Строго говоря, ничего особенно нового в этой теории не было: идею внезапного появления у отдельных особей резко уклоняющихся признаков (наподобие того, как возникают врожденные уродства) высказывал еще Этьенн Жоффруа Сент-Илер – классик сравнительной анатомии животных и один из самых видных эволюционистов додарвиновского периода. Позднее, когда выход “Происхождения видов” спровоцировал настоящее половодье эволюционных теорий, эта идея фигурировала во многих из них; подробнее всего она была разработана швейцарско-немецким гистологом и эмбриологом Альбертом Кёлликером. Всего за два года до публикации труда де Фриза с удивительно похожей теорией выступил русский ботаник, директор Петербургского ботанического сада Сергей Коржинский. Причем, в отличие от своих многочисленных предшественников, Коржинский не только постулировал существование внезапных и скачкообразных изменений, но и привел множество примеров этого явления (в основном у растений), то есть фактически впервые перевел феномен мутаций из разряда чисто умозрительных гипотез в разряд научных фактов.
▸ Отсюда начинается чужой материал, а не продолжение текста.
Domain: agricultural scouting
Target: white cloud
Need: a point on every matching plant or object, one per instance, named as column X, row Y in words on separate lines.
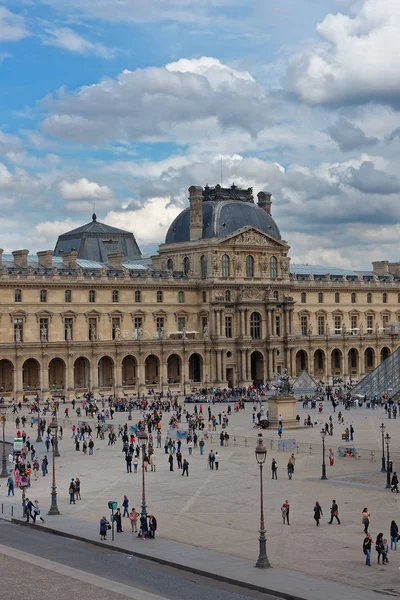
column 12, row 26
column 68, row 39
column 355, row 62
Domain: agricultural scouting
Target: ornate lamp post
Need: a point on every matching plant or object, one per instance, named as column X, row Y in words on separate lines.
column 383, row 467
column 261, row 455
column 387, row 440
column 323, row 434
column 3, row 412
column 53, row 507
column 142, row 437
column 39, row 435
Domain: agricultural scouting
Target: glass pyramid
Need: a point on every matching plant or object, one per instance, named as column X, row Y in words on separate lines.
column 385, row 379
column 304, row 384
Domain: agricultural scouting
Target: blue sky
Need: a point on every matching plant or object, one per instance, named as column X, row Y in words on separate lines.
column 123, row 104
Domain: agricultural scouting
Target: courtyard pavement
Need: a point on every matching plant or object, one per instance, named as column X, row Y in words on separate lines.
column 219, row 510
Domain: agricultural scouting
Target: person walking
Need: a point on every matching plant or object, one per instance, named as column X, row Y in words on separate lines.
column 125, row 506
column 365, row 519
column 133, row 517
column 334, row 513
column 185, row 468
column 367, row 544
column 104, row 525
column 36, row 511
column 118, row 520
column 317, row 513
column 285, row 509
column 379, row 547
column 274, row 469
column 394, row 535
column 395, row 483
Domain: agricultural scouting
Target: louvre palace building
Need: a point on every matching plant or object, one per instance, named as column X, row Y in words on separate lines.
column 219, row 305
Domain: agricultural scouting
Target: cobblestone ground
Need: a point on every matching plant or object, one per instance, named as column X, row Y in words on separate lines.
column 220, row 509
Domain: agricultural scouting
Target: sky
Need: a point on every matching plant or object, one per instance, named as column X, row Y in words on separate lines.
column 122, row 105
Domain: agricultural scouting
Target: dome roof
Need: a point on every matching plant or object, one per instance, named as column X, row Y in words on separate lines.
column 221, row 218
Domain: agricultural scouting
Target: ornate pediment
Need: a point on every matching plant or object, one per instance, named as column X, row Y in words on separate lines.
column 251, row 236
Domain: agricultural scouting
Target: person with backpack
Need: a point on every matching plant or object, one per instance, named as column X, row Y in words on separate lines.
column 367, row 543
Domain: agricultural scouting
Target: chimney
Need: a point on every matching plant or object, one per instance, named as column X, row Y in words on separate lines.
column 264, row 201
column 45, row 259
column 115, row 260
column 21, row 258
column 69, row 260
column 196, row 212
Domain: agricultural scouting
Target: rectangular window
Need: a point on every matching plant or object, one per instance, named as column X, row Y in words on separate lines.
column 92, row 329
column 44, row 330
column 278, row 325
column 18, row 330
column 116, row 328
column 68, row 324
column 321, row 325
column 159, row 327
column 338, row 325
column 228, row 326
column 304, row 325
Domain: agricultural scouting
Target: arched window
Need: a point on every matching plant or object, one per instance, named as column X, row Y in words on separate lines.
column 226, row 266
column 249, row 266
column 186, row 265
column 273, row 267
column 255, row 326
column 203, row 266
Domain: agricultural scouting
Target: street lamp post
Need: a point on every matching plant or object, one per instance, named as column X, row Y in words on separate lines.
column 39, row 435
column 323, row 434
column 142, row 437
column 383, row 467
column 387, row 440
column 53, row 507
column 261, row 455
column 3, row 412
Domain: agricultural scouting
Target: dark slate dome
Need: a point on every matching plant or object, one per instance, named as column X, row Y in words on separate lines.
column 224, row 212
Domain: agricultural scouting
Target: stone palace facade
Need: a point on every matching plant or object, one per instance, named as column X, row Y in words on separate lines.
column 218, row 305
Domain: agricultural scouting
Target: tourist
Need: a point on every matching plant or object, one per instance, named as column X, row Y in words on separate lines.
column 367, row 549
column 185, row 468
column 334, row 513
column 125, row 506
column 365, row 519
column 394, row 534
column 104, row 526
column 317, row 513
column 379, row 547
column 285, row 509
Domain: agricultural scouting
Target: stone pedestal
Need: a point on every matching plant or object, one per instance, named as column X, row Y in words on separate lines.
column 285, row 406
И тем не менее именно в те два года, что разделяют работы Коржинского и де Фриза, успело случиться нечто очень важное. В 1900 году были переоткрыты законы Менделя – сразу тремя учеными (одним из которых был не кто иной, как де Фриз). Взлет популярности новорожденной генетики оказался почти столь же стремительным и мощным (по крайней мере, в среде профессиональных биологов), как у теории Дарвина четырьмя десятилетиями раньше. В силу этого у теории де Фриза оказался совсем иной интеллектуальный фон, чем у натурфилософских спекуляций Кёлликера или даже впечатляющих данных Коржинского. Если носителями наследственных свойств служат некие дискретные “зачатки” (буквально через пару лет уже знакомый нам Вильгельм Иогансен предложит короткое и звучное слово “ген”), если каждый такой “зачаток” имеет несколько альтернативных состояний, не связанных между собой никакими плавными переходами, то сам собой напрашивается вывод, что и изменения этих “зачатков” могут быть только дискретными. То есть именно такими, какие описывает в своей книге де Фриз. А не теми мелкими, незаметными, лишь количественно отличающимися от признаков родителей сдвигами, о которых писал Дарвин.

Уже одного этого хватило бы, чтобы новая теория наследственных изменений (а в значительной мере – и весь круг представлений, связанных с генами) воспринималась как резко противоречащая учению Дарвина. Но случилось так, что переоткрытие генов и открытие мутаций наложились на старый, унаследованный естествознанием еще от натурфилософии, то затухающий, то разгорающийся с новой силой спор градуалистов и сальтационистов. Суть его сводилась к простому вопросу: идет ли развитие (неважно, чего именно, – всего, что способно развиваться) плавно и незаметно – или же резкими скачками?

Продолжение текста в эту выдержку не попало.